7. 30. 20. dist. ♀ et Spic. ♍ per tub. 1 pedd. ............................... 27 0. 57. 36
   34. 30. Ead. dist. per tub. VI. ped capacitatem lentis
occularis emetiebatur scilicet.......................................
130¾ 0. 57. 43
9. 14. 50. Culm. β in Collo Auqilae ..............................................    

Fußnoten

  1. Kirchs Nachricht zur Bedeckung von Aldebaran (=Palilicius) durch den Mond vom 22. April 1719 leitete Rost an die Breslauischen Sammlungen (=Sammlung von Natur- und Medicin- wie auch hierzu gehörigen Kunst- und Literatur-Geschichten ) weiter, wo man sie im 8. Versuch, S. 441f. findet.
  2. "ich habe ihn [den Anfang der Mondfinsternis vom 29. August 1719] aber aus seinen Phasen für 7 H. 52 min. 31 s. hergeleitet. Um 8 Uhr 12 min. 5s. wurde der Mons Porphyrites bedeckt und tauchte um 9 Uhr 20 min. 20 s. wieder auf. Um 9 Uhr 05 min. aber tauchte der Lacus niger major auf. Das Ende trat um 10 Uhr 18. min. 10s. ein. Die Größe der Verfinsterung war 5 Dig. 32."
    Rost und Wurzelbau verwenden die unterdessen veralteten Bezeichnungen von Hevelius. Der Mons Porphyrites ist heute der Krater Aristarchus (23,70 N, 47,40 W), der Lacus niger major ein dunkler Fleck nördlich der Montes Alpes. Nach den Angaben von Wurzelbau taucht der Lacus um 10 Uhr 0 min. 5 s. wieder auf, hier scheint sich Rost getäuscht zu haben.
  3. Die Beobachtung der partiellen Mondfinsternis vom 29. August 1719 findet sich in den Nova Litteraria in Supplementum Actorum Eruditorum 1719, S. 223f.

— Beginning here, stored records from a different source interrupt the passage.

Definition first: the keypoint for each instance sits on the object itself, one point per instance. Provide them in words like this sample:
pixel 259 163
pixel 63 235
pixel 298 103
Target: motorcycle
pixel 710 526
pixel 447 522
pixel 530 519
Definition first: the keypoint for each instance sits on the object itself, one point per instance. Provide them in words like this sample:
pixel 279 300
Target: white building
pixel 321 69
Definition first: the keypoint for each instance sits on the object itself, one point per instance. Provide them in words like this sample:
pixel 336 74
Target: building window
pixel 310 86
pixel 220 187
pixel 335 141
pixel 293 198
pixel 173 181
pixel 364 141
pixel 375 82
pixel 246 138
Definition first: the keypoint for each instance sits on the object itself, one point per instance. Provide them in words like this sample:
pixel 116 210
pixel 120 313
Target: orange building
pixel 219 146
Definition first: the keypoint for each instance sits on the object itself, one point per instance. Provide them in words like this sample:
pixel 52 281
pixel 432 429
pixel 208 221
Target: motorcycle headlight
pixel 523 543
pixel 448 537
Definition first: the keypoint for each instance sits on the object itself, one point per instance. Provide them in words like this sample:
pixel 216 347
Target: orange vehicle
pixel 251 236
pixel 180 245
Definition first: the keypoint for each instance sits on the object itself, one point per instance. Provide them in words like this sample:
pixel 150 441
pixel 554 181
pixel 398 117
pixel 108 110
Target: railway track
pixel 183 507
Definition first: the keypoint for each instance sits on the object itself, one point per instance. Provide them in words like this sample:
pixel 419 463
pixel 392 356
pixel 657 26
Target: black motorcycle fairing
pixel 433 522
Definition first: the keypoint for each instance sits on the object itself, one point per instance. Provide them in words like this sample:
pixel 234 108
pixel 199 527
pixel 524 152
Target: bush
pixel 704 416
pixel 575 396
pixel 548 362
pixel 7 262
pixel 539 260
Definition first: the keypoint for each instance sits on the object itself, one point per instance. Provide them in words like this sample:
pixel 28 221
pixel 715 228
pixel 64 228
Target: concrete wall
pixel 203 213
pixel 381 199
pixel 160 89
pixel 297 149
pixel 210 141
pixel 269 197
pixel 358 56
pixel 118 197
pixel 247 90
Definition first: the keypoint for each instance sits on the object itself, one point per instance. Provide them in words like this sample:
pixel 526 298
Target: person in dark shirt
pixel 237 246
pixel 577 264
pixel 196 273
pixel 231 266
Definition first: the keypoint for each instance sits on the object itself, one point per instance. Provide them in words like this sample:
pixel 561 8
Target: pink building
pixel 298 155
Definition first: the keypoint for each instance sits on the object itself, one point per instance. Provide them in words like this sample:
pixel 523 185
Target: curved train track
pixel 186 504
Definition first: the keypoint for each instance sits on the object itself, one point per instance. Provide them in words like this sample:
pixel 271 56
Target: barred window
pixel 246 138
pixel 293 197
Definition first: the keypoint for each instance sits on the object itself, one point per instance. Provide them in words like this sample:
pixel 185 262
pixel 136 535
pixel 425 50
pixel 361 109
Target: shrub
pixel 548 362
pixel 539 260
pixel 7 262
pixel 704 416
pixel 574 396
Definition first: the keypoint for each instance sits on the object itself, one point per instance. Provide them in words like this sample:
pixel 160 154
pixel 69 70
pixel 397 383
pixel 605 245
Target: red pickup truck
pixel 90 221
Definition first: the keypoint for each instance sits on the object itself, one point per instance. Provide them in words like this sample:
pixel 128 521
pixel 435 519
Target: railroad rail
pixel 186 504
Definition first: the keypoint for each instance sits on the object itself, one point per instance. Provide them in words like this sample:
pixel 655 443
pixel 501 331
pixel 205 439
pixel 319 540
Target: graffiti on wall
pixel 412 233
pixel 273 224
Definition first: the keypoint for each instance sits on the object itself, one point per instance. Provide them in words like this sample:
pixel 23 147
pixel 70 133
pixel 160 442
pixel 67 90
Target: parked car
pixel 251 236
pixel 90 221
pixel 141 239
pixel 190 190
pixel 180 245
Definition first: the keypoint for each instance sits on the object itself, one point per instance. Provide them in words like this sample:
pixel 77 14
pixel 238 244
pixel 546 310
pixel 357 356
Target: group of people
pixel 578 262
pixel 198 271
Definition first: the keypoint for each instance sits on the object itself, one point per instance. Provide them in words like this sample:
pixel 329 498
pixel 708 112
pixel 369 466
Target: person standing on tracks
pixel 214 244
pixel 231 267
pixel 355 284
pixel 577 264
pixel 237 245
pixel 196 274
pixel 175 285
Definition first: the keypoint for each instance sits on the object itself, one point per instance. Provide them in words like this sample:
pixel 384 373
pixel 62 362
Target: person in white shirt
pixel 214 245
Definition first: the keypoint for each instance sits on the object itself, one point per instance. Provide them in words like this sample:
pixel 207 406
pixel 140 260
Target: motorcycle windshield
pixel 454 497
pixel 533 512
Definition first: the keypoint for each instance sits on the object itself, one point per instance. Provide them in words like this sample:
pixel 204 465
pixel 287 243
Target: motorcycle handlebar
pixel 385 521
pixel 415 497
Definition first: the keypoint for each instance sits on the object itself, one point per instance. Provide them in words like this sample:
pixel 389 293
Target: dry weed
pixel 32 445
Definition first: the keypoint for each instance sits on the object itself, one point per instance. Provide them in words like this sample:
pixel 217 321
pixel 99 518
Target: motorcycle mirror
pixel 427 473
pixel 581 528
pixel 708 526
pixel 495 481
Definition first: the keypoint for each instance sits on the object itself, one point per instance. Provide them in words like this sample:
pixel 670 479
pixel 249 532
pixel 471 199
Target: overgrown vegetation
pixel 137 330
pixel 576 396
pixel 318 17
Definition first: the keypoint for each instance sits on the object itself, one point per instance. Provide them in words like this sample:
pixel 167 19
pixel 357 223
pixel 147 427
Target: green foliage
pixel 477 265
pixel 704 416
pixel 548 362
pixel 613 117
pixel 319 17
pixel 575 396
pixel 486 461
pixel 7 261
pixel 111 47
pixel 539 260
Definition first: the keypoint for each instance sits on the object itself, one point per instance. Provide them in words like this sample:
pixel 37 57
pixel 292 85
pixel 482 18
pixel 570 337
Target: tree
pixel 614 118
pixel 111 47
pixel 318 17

  4. Johannes Gaupp (1667-1738) war Pfarrer in Lindau, der aber vor allem als Astronom bekannt wurde. Er war einer der wichtigsten Briefpartner von Rost.

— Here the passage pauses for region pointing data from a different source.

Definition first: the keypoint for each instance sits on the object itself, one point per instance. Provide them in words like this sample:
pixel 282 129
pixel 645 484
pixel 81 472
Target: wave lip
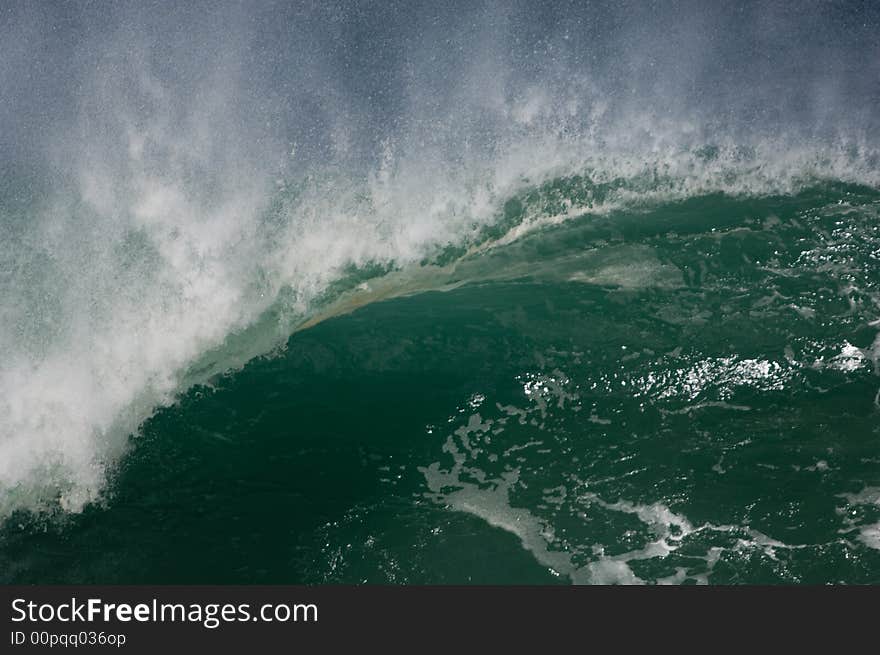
pixel 133 285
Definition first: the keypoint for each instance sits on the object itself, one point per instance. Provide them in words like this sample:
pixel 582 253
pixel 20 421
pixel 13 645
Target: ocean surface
pixel 537 335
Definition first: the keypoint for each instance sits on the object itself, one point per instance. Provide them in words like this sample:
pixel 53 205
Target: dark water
pixel 683 392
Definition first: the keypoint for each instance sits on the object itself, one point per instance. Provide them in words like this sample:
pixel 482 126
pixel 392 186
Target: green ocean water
pixel 676 391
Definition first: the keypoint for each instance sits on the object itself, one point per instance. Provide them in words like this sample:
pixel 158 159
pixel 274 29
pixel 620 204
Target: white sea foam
pixel 174 223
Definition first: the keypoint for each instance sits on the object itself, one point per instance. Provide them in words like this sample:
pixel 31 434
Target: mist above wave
pixel 193 171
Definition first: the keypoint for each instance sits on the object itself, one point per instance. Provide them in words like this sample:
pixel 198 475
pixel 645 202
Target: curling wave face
pixel 172 238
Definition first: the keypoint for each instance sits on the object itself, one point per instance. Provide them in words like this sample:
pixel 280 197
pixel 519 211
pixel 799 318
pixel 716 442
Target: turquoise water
pixel 679 390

  5. Die Beobachtungen von Johann Carl Rost finden sich in den Nova Litteraria in Supplementum Actorum Eruditorum 1719, S. 221-223. Die von Müller finden sich im Folgeband von 1720, S. 71
  6. Am 6. September 1719 stand der Mond nahe bei Aldebaran (=Palilicius).

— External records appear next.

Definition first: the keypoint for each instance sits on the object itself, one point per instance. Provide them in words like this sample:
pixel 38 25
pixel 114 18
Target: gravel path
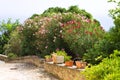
pixel 23 71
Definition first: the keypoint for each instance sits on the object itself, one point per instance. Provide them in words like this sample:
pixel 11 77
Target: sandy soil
pixel 23 71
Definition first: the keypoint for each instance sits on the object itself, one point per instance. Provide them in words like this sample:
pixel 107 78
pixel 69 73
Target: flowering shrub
pixel 81 34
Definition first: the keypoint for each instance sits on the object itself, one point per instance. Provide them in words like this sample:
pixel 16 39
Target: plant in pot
pixel 68 61
pixel 48 58
pixel 58 57
pixel 81 64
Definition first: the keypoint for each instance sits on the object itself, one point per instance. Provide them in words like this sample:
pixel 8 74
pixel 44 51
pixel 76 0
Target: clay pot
pixel 57 59
pixel 48 59
pixel 80 64
pixel 69 63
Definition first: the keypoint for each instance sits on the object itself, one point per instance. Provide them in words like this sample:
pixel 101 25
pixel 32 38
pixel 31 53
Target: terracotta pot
pixel 57 59
pixel 48 59
pixel 80 64
pixel 69 63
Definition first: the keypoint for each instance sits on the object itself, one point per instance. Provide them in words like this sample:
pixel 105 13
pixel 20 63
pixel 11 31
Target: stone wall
pixel 27 59
pixel 64 73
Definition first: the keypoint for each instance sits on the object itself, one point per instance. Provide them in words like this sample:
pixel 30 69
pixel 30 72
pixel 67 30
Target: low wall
pixel 63 72
pixel 3 57
pixel 27 59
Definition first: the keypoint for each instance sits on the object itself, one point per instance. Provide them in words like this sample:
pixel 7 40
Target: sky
pixel 23 9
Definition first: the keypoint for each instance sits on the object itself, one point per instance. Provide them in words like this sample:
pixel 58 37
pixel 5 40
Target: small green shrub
pixel 108 69
pixel 63 53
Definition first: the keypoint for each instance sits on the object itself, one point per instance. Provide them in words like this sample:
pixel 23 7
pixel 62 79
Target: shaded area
pixel 23 71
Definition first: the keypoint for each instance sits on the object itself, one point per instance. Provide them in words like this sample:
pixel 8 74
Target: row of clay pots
pixel 60 59
pixel 79 64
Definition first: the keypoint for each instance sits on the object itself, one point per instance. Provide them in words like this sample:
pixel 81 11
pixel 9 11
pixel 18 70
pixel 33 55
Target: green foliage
pixel 28 46
pixel 63 53
pixel 11 55
pixel 108 69
pixel 5 30
pixel 13 45
pixel 81 34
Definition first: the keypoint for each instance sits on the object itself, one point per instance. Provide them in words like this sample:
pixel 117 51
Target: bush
pixel 108 69
pixel 81 33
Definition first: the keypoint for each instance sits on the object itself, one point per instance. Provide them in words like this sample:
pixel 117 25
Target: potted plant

  7. Rost berichet darüber in den Breslauischen Sammlungen (=Sammlung von Natur- und Medicin- wie auch hierzu gehörigen Kunst- und Literatur-Geschichten) für das Sommerquartal 1719, erschienen 1721, S. 84-86.
  8. Johann Conrad Holzhey (Holzheu) aus Ulm soll 1716 eine neue Art erfunden haben, die Mittagslinie zu finden. 1730 veröffentlichte er darüber eine kleine Schrift: Neu erfundene Universal-Methoden, die Mittags-Linie leicht, geschwind, bequem und unfehlbar darzustellen und aufzureissen. Ulm: Wagner 1730. Eine Besprechung dazu findet sich in den Neuen Zeitungen von gelehrten Sachen, 1730, S. 644f. Literatur: Weyermann, Albrecht: Nachrichten von Gelehrten, Künstlern und andern merkwürdigen Personen aus Ulm. Ulm: Wagner 1798, S. 326.
  9. Wie aus dem folgenden Brief vom 24. Dezember 1719 hervorgeht handelt es sich bei dem Verleger um Peter Conrad Monath (1683-1747).
  10. Wurzelbau, Johann Philipp von: Uranies Noricae basis astronomica. Nürnberg: Selbstverlag 1719.
  11. Siehe dazu Rosts späteren Artikel: Von den kleinen Distantiis der Fix-Sterne, die man durch die mit Micrometris versehene Tubos zu messen pfleget. Sammlung von Natur- und Medicin- wie auch hierzu gehörigen Kunst- und Literatur-Geschichten (=Breslauische Sammlungen), Versuch 27, S. 166-176
  12. Doppelmayrs Historische Nachricht kam erst 1730 heraus.
  13. Auch Doppelmayr beklagt im Brief vom 12. April 1720 an Kirch, dass er von Wagner lange nichts gehört habe. Doppelmayr vermutete den Grund darin, dass "dieser gute Herr [...] anjezo was Liebes hat"; UB Basel: L Ia 688: Bl. 79,1r-v.
  14. Georg Heinrich Rast (1595-1726) aus Königsberg war ein deutscher Astronom. Kirch hatte Rost mit Brief vom 26. September 1718 Grüße von ihm ausgerichtet, und angeboten Briefe an ihn weiterzuleiten.
    ADB XXVII, 1888, S. 337f. (Autor: Sigmund Günther);
    Buck, Friedrich Johann: Lebens-Beschreibungen derer verstorbenen Preußischen Mathematiker. Königsberg, Leipzig: Hartung und Zeise, S. 155-158.
  15. Demnach begann Rost also schon 1717 mit Wetteraufzeichnungen. Seine Aufzeichnungen der Jahre 1719 bis 1726 finden sich in den Breslauischen Sammlungen.